In the article "Conservatism and Innovation in the Course of Evolution – Chapters in the Story and Story about Chapters", the author, Ariel Chipman, discusses the latest developments in the science of evolution.   The genomic-molecular revolution of the end of the 20th century accelerated the pace of evolution research. The phylogenetic trees of today are in much higher resolution than what we came to expect from past experience, and make possible new insights into the essence of evolution. Chapman offers several examples of such new insights. It turns out that "convergent evolution" is much more common than thought, and that high complexity can coincide with low complexity, so that more ancient organisms are not necessarily the simplest. According to the author "the more we understand, the more we see the extent of our ignorance, and sheer complexity of the evolutionary processes".

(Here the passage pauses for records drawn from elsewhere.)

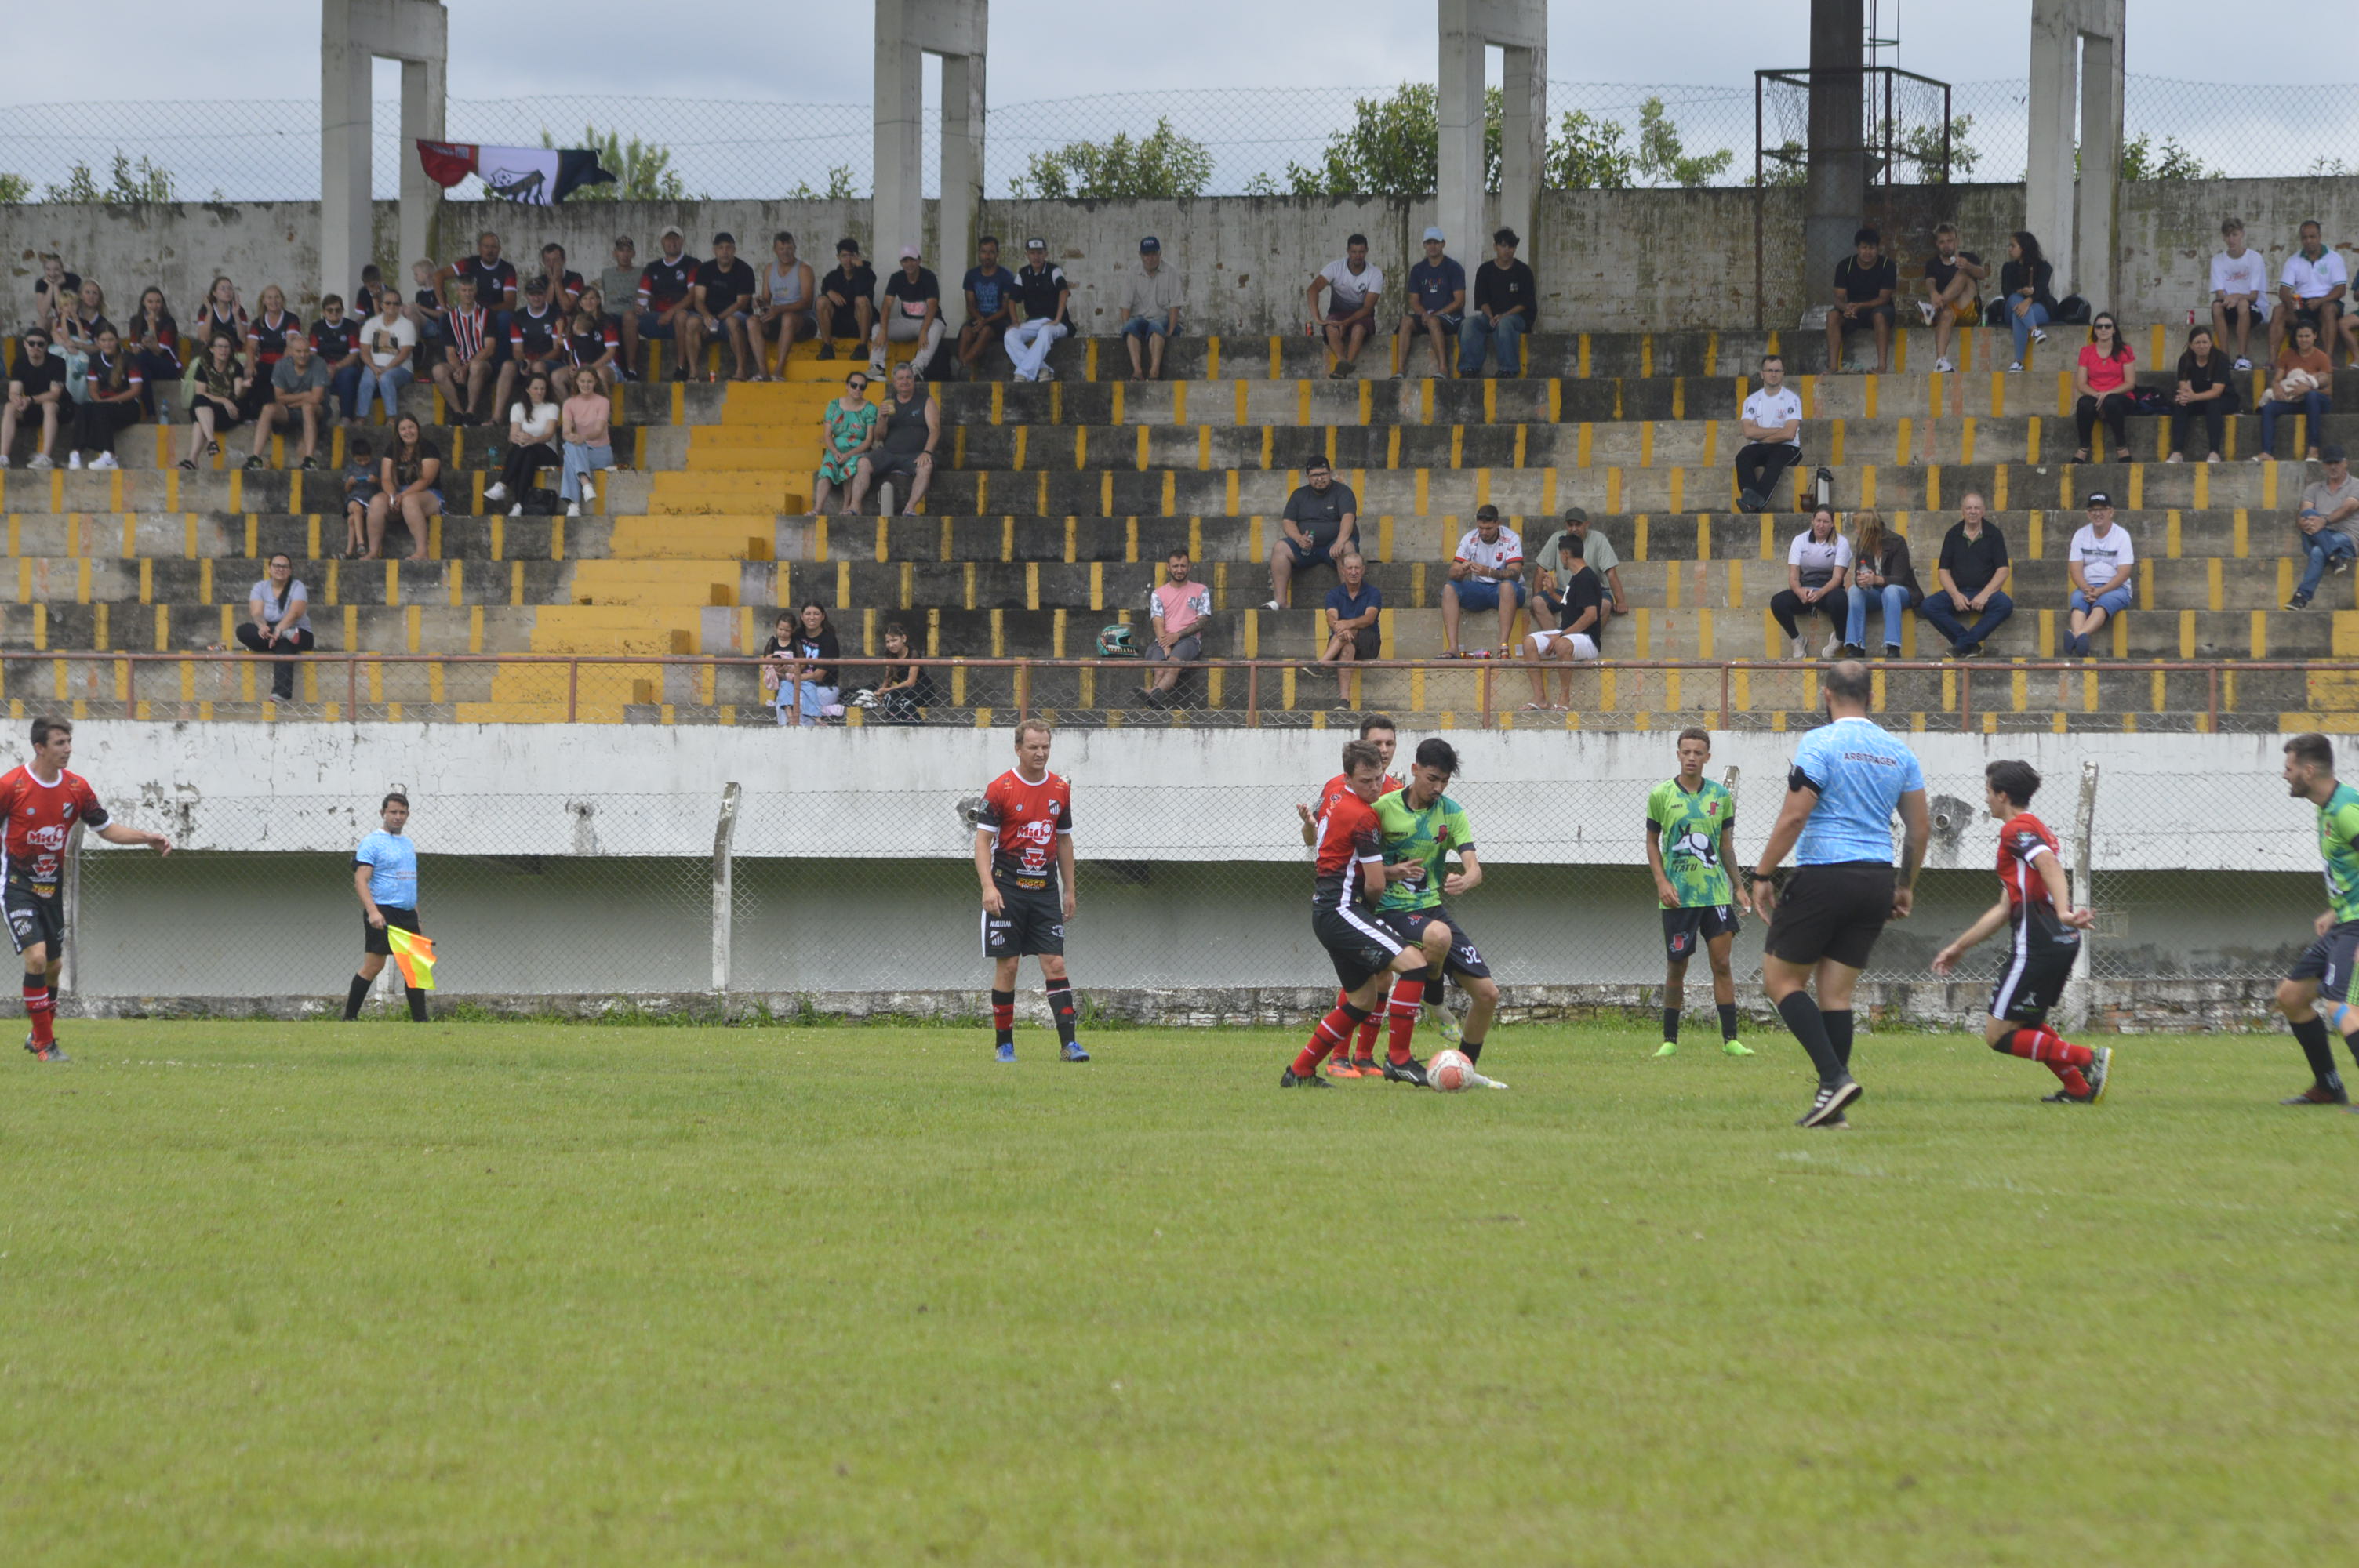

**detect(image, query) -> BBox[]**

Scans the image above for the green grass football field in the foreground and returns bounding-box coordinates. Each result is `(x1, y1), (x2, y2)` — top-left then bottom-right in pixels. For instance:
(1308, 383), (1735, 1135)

(0, 1023), (2359, 1568)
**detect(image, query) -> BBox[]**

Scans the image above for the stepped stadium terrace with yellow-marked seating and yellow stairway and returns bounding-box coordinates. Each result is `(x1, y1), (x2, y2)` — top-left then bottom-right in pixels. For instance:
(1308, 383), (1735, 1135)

(0, 328), (2359, 731)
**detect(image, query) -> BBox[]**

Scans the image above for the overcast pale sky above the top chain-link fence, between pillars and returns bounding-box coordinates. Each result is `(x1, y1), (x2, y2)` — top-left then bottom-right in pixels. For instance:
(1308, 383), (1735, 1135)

(7, 0), (2359, 108)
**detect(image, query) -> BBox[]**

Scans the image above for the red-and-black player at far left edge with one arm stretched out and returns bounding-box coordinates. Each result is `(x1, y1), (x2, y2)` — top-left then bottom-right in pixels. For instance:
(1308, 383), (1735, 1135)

(0, 719), (173, 1061)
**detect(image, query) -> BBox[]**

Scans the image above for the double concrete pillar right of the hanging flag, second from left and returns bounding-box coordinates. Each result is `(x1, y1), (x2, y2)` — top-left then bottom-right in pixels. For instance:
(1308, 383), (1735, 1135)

(873, 0), (990, 328)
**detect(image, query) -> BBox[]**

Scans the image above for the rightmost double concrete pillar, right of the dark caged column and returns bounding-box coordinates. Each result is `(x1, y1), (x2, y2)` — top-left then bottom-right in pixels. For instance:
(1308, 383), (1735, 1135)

(2024, 0), (2128, 309)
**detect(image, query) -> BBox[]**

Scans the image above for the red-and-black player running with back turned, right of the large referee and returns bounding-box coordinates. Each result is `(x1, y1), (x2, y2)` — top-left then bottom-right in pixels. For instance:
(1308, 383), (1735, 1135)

(1932, 761), (2114, 1106)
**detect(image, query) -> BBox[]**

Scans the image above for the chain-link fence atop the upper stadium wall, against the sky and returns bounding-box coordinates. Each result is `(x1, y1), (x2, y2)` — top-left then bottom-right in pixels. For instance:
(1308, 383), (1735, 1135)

(0, 75), (2359, 201)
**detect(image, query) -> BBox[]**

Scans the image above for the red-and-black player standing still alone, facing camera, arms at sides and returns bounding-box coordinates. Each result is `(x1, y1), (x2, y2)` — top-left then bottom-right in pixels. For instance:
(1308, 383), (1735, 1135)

(974, 719), (1090, 1061)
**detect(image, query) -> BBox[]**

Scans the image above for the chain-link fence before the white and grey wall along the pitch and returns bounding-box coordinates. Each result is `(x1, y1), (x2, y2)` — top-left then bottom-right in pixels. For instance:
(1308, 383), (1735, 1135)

(71, 757), (2319, 1011)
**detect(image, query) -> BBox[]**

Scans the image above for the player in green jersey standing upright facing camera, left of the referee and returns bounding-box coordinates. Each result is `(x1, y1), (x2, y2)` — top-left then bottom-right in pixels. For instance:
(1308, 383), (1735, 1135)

(1647, 728), (1753, 1056)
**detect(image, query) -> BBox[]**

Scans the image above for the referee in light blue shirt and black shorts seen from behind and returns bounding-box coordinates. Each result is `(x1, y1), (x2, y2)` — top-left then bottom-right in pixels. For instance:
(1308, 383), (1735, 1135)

(1753, 660), (1932, 1127)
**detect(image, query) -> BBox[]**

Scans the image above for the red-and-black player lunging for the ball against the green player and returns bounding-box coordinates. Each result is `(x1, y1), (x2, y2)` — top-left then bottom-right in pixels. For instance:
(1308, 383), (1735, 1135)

(1278, 740), (1448, 1089)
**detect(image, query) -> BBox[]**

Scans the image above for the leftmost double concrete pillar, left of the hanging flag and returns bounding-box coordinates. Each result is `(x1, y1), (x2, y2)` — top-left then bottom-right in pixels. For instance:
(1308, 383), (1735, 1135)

(318, 0), (451, 299)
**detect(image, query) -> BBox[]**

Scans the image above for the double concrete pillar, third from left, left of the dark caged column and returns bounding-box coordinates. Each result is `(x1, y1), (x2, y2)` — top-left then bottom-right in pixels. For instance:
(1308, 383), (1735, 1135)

(1434, 0), (1547, 276)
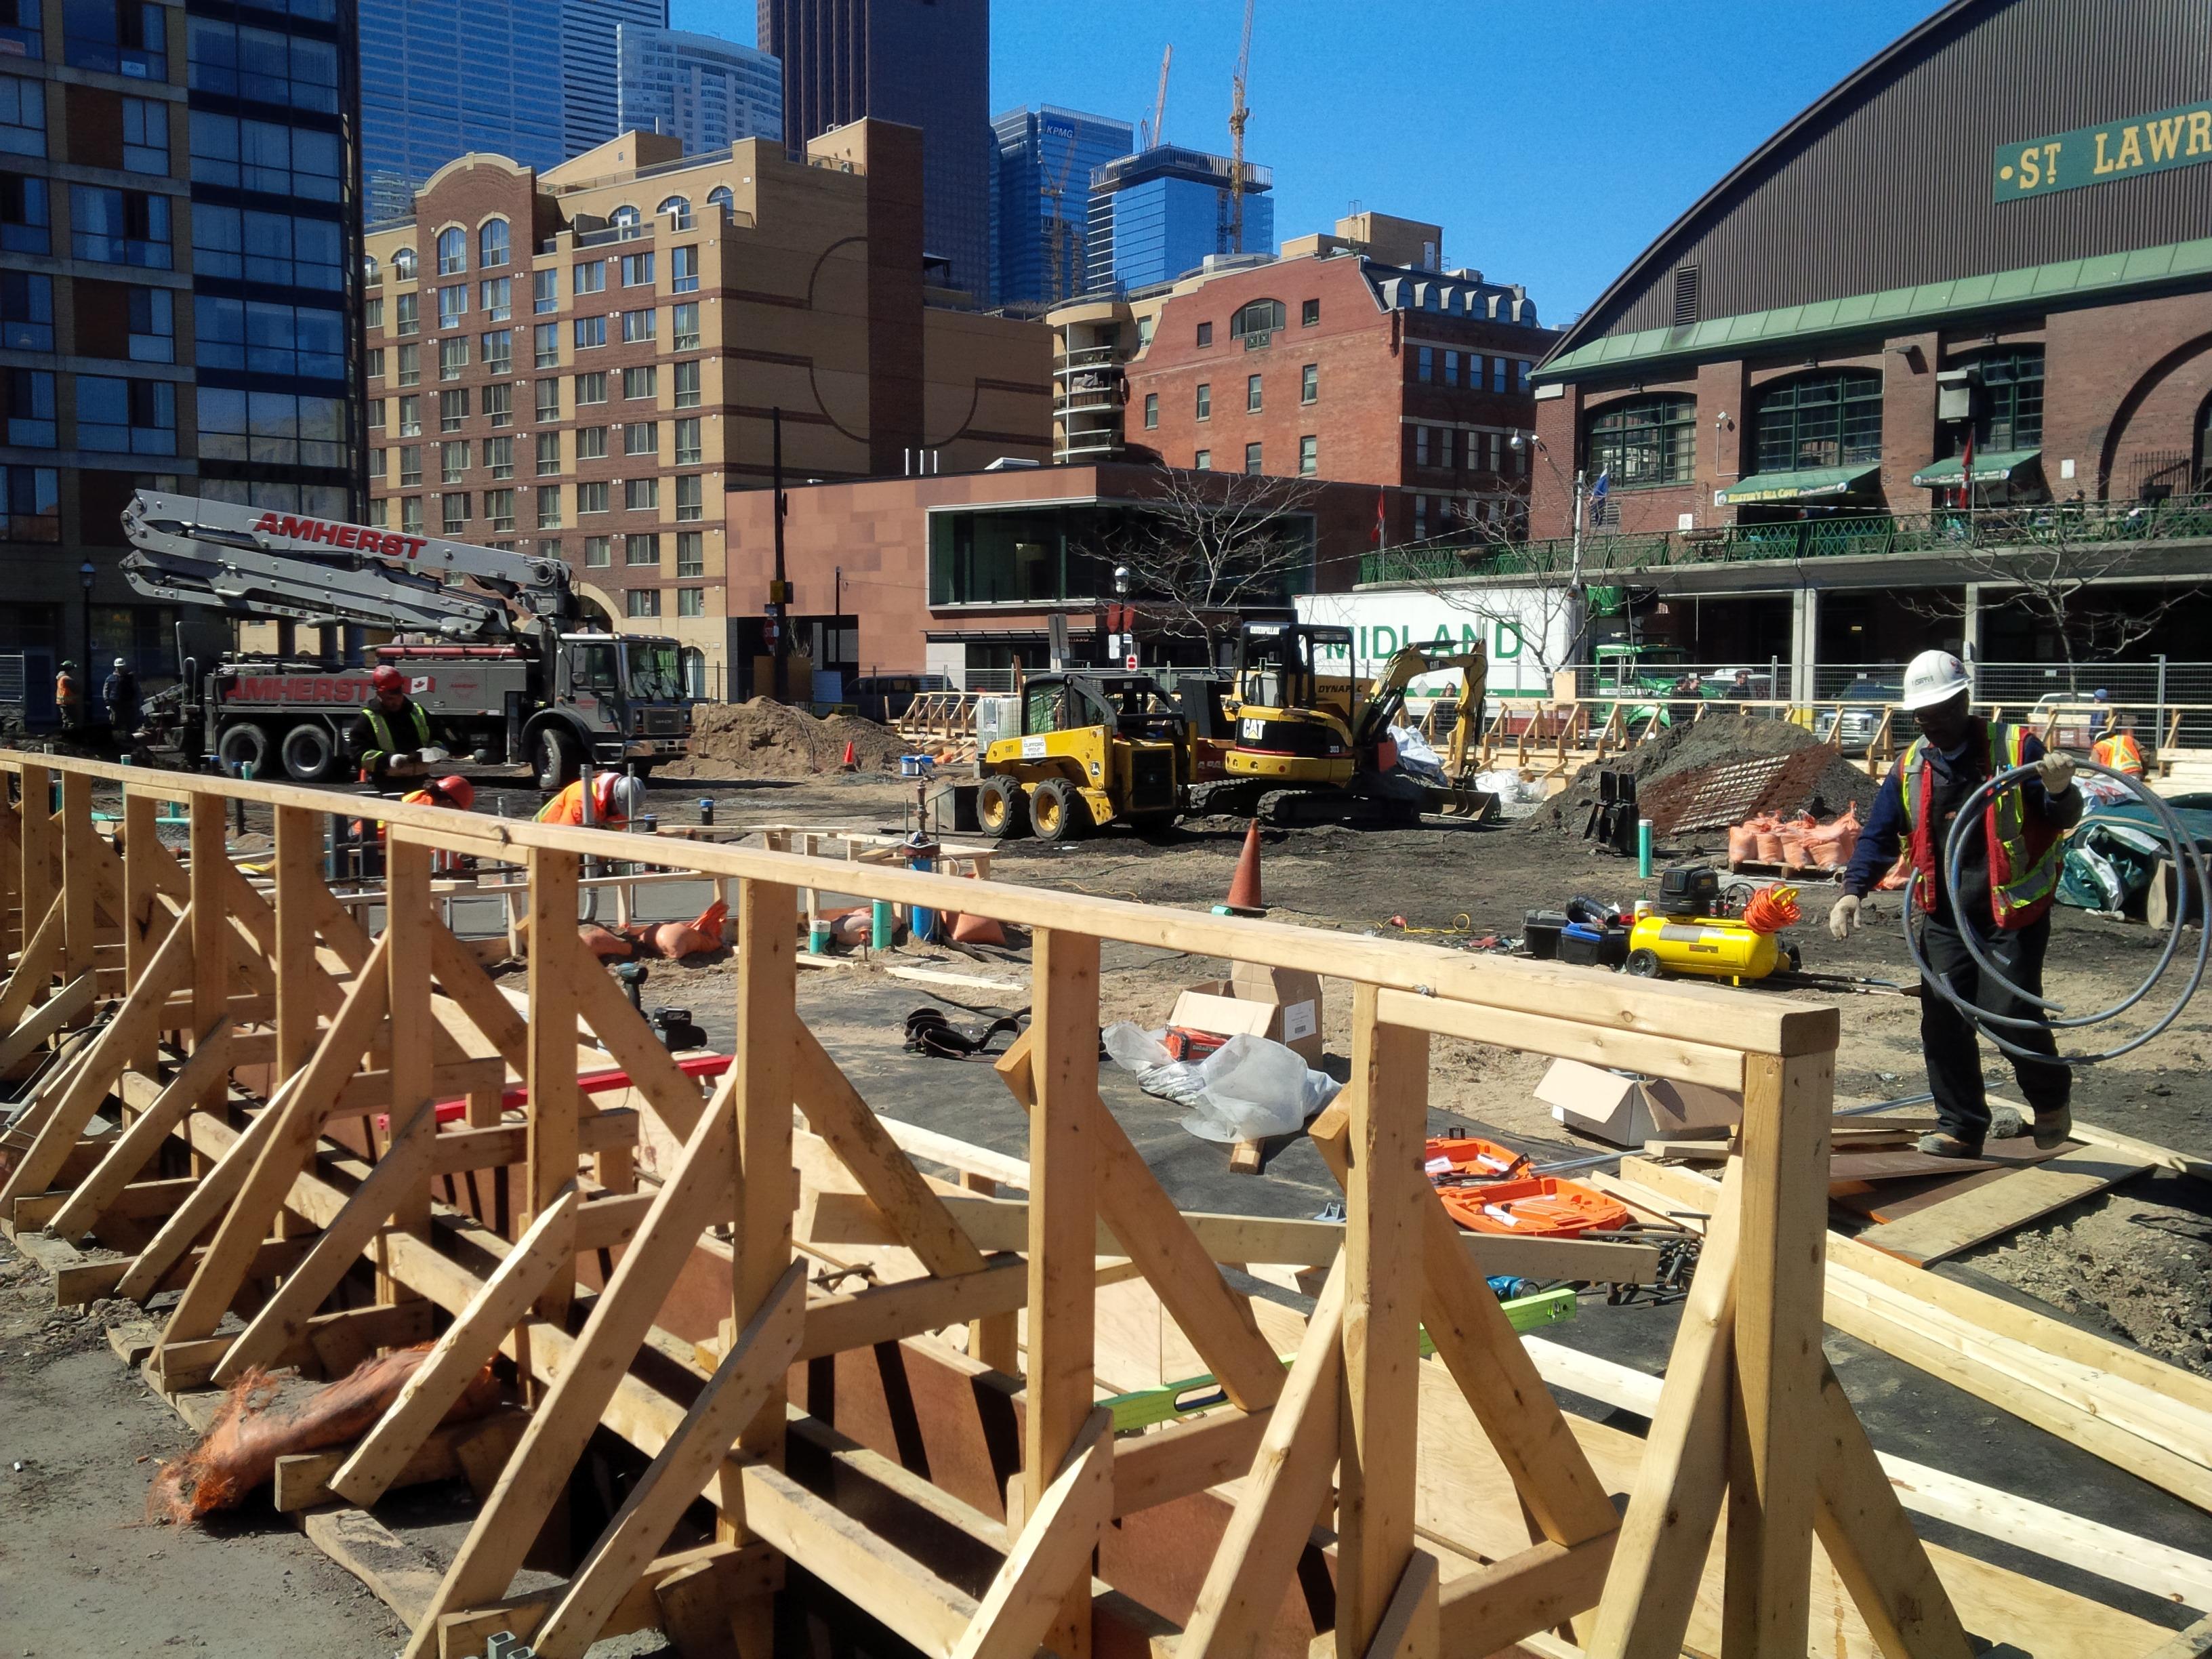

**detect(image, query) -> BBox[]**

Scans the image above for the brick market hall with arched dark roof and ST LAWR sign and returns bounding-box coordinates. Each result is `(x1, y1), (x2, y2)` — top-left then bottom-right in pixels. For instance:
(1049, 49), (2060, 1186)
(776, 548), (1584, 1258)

(1531, 0), (2212, 695)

In his text "Future as a Nostalgia Object: The Game of Return of Chris Marker in La Jettee", Igor Shiff outlines the complexity of relations  between future and the past, as they appear in a short science fiction film made by Chris Marker. The film, which shows a story of an experiment in time travel after a nuclear apocalypse, is made almost entirely of stills.

The virtual exhibition of Yael Tragan deals with the biometric data bank and the legal debate around it. Yael Tragan attempts to take a new and more positive view of the technology of data banks. According to an imaginary script the biometric data bank will be freed from the control of the establishment and turn into a social network. In so doing, it will become available through the net and open to everyone. Technologies for discovering fingerprints will turn from a means of identification and surveillance of citizens into a household utensil designed for everyday use, whereas the fingerprints accumulating on one's clothes will turn from an incriminating sign into a personal and unique sign.


Shai Abadi's work, 'Troubled Nostalgia', made with electric pencil on OSB plates, resonates with his encounter with German neo-classical sculpture in contemporary Berlin, whose Germanic codes both repelled and captivated the artist.